You can read on this 78 pages report on the CBOT

The future of recycled raw materials traceability is pro-activity

The ability to trade internationally recycled materials is crucial.
The ability to export recycled raw materials that Europe and the US produces in excess of local demand is a condition to reach recycling rates targeted at the local and global levels. It is also crucial for recyclers to access the international market to maximize the value of the recovered materials and generate the revenue required to implement more advanced processing capabilities and sorting schemes.

This ability is at risk if nothing changes. Why?
Changes in regulations in Asia, starting with China since 2013, the rise of plastic bashing, rising awareness of traceability scandals thanks to the Media or NGO have put the international recycled materials flow under high scrutiny.

Australia, for instance, has now banned waste exports and only highly processed materials can now be exported.

In Europe, there will be a new “waste” shipment regulation revision at the end of the year.

Why is the Annex 7 system not enough?

Annex 7 is a reactive system. You get traceability after the entire process is over and only if all participants correctly do their part. For example, it is hard to collect the signed copy from countries where Annex 7 is not part of the regulatory framework, for instance, China.

What is needed is an auditing scheme in which all European actors participate where you have certification by an auditing firm that the destination is compliant with article 47 (REGULATION (EC) No 1013/2006). Then you don’t necessarily need some reactive control mechanism. One of the key learning from the quota and license system China had implemented was that the companies getting the license were the most advanced and professional ones.

What is happening now?

With other market players, Suez has initiated a POC on an auditing system for facilities outside of the EU. A country profile grid is ready that recaps the national regulation of the importing country and the gaps with European regulations. A European auditing firm already conducted four audits in Indonesia and Turkey. The results and feedback have been impressive: the proof assembled have resulted in excellent feedback from regulators and market participants, one of them even mentioned that within Europe, we don’t get such a good level of information on the final destination of recycled materials.

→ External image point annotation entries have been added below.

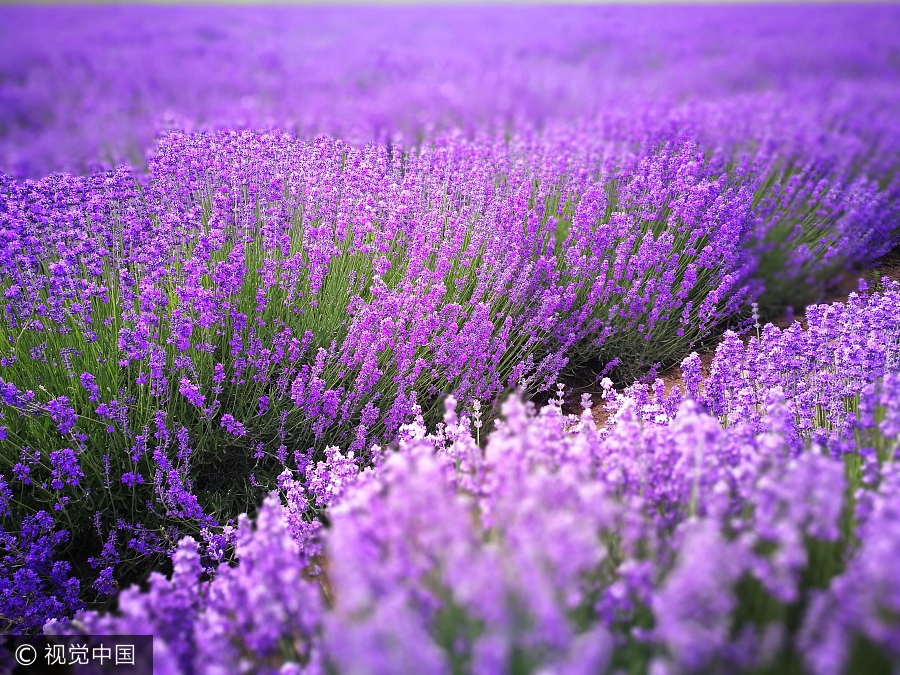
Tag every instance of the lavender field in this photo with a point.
(453, 339)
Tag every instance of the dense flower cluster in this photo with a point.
(684, 546)
(331, 262)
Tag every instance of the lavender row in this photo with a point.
(257, 298)
(82, 86)
(554, 547)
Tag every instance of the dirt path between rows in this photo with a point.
(838, 291)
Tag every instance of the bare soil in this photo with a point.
(838, 291)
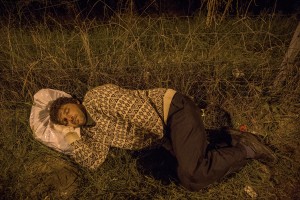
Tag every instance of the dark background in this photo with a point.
(104, 9)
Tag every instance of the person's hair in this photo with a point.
(56, 105)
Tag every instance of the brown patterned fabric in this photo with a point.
(124, 118)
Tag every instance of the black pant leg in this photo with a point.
(198, 166)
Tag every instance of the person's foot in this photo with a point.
(259, 151)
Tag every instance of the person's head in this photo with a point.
(68, 111)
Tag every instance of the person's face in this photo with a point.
(72, 114)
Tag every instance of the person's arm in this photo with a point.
(90, 155)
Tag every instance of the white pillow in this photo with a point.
(43, 129)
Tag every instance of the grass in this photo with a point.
(230, 66)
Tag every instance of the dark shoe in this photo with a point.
(262, 152)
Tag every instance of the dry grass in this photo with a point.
(231, 66)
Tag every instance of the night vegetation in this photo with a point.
(227, 66)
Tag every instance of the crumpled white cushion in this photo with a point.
(51, 135)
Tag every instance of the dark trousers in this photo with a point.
(198, 164)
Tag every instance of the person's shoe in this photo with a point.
(261, 151)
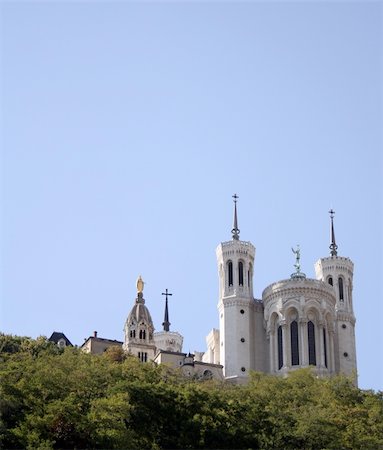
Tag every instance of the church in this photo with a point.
(298, 322)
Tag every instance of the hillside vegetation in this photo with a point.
(51, 398)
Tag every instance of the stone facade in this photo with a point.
(299, 322)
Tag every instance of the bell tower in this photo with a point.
(338, 271)
(235, 260)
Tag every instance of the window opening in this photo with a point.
(311, 338)
(294, 343)
(240, 273)
(340, 283)
(230, 270)
(325, 347)
(280, 348)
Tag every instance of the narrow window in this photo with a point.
(280, 348)
(240, 273)
(230, 270)
(325, 347)
(294, 343)
(311, 338)
(340, 283)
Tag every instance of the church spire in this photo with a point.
(166, 323)
(333, 247)
(235, 230)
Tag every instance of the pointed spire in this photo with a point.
(235, 230)
(166, 323)
(333, 247)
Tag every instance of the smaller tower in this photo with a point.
(166, 340)
(235, 260)
(338, 271)
(139, 328)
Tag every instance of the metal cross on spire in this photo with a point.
(235, 230)
(166, 323)
(333, 247)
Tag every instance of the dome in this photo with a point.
(140, 313)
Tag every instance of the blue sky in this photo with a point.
(126, 128)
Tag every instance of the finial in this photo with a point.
(297, 265)
(235, 230)
(140, 285)
(166, 323)
(333, 247)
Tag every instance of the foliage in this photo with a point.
(54, 399)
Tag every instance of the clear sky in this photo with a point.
(126, 127)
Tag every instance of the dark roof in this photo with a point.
(56, 336)
(93, 338)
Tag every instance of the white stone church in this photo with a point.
(299, 322)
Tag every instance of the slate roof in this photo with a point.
(56, 336)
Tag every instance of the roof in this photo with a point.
(57, 336)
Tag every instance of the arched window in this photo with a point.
(311, 339)
(340, 284)
(230, 272)
(325, 346)
(240, 273)
(294, 343)
(280, 348)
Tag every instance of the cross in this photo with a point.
(166, 293)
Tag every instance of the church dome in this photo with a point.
(140, 313)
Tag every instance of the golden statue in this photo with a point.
(140, 285)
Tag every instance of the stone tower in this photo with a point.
(166, 340)
(236, 304)
(338, 272)
(139, 329)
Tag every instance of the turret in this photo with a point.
(139, 328)
(235, 260)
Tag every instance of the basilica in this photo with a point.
(298, 322)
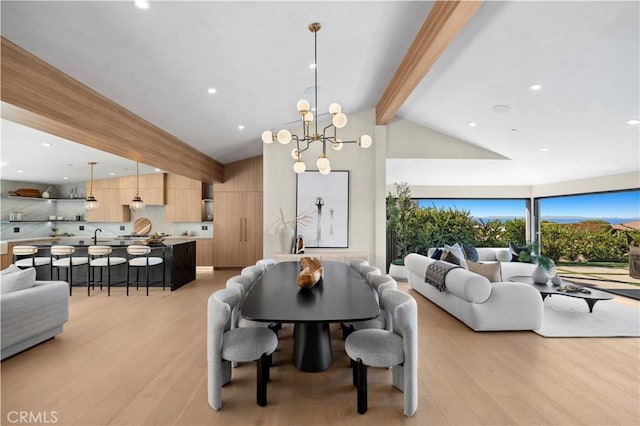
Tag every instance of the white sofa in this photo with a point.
(33, 315)
(480, 304)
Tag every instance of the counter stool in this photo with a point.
(138, 256)
(61, 257)
(32, 261)
(100, 257)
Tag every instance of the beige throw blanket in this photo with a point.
(437, 272)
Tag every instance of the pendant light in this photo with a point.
(90, 202)
(137, 204)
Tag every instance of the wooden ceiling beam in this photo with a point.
(42, 97)
(445, 20)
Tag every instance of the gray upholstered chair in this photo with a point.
(244, 284)
(225, 346)
(381, 348)
(383, 320)
(100, 257)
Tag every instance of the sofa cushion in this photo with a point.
(515, 251)
(18, 280)
(448, 256)
(456, 249)
(11, 268)
(491, 270)
(470, 252)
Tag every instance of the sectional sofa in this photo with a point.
(473, 299)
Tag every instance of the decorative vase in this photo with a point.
(287, 236)
(539, 275)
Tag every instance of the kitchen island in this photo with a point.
(179, 258)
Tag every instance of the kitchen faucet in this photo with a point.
(95, 236)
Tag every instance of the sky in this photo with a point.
(624, 204)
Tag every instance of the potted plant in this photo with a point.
(400, 208)
(545, 265)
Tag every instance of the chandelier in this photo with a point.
(311, 135)
(90, 203)
(137, 204)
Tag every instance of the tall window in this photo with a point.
(595, 227)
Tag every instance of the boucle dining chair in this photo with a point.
(62, 258)
(381, 348)
(226, 346)
(382, 321)
(244, 284)
(138, 257)
(100, 257)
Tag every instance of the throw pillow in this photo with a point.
(470, 252)
(437, 254)
(458, 252)
(491, 271)
(11, 268)
(515, 251)
(448, 256)
(18, 280)
(503, 255)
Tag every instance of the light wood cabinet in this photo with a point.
(237, 229)
(152, 189)
(237, 217)
(204, 252)
(184, 199)
(111, 209)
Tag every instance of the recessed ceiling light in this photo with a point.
(142, 4)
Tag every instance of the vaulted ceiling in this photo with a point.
(158, 63)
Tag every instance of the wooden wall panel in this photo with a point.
(40, 96)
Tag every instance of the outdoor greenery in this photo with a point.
(418, 229)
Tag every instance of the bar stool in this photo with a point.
(66, 261)
(138, 256)
(32, 261)
(100, 257)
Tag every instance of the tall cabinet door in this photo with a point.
(228, 227)
(252, 210)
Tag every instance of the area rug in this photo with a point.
(570, 317)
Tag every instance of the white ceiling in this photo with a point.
(158, 63)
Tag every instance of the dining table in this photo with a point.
(341, 295)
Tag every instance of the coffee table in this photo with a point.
(549, 289)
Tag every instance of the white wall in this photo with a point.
(279, 183)
(400, 139)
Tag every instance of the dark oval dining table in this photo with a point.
(341, 296)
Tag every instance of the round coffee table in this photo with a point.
(549, 289)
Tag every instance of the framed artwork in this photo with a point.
(324, 200)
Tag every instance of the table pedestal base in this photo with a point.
(312, 346)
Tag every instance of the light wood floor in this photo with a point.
(142, 360)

For this project to be successful, there needs to be the participation of all players in Europe. Otherwise, mills/factories outside of Europe will opt out and not agree to be audited by ten different schemes.

Can a forced reduction in the export of recycled raw materials make the European industrial sector more competitive?

Some imagine that by banning/reducing the export of recycled materials, the prices of raw materials would drop for factories, supporting their competitiveness on the global markets.

The two guests did not agree with that idea. Dominique Maguin took the example of the paper industry in Germany to answer the question. Germany was the biggest exporter of recovered paper collected in Germany to other countries in the world 20 years ago (5 MT per year). Germany is a net importer of 2 million tons, and its paper industry is 3x bigger than France (vs 2x bigger 20 years ago). This success is not the result of subsidies and lowers recycled raw materials prices. Germany made its industry as a whole more competitive, and manufacturers built new mills. Closing down the export of materials is unnecessary, and it will harm recycling rates, particularly for lower quality materials and the recycling industry.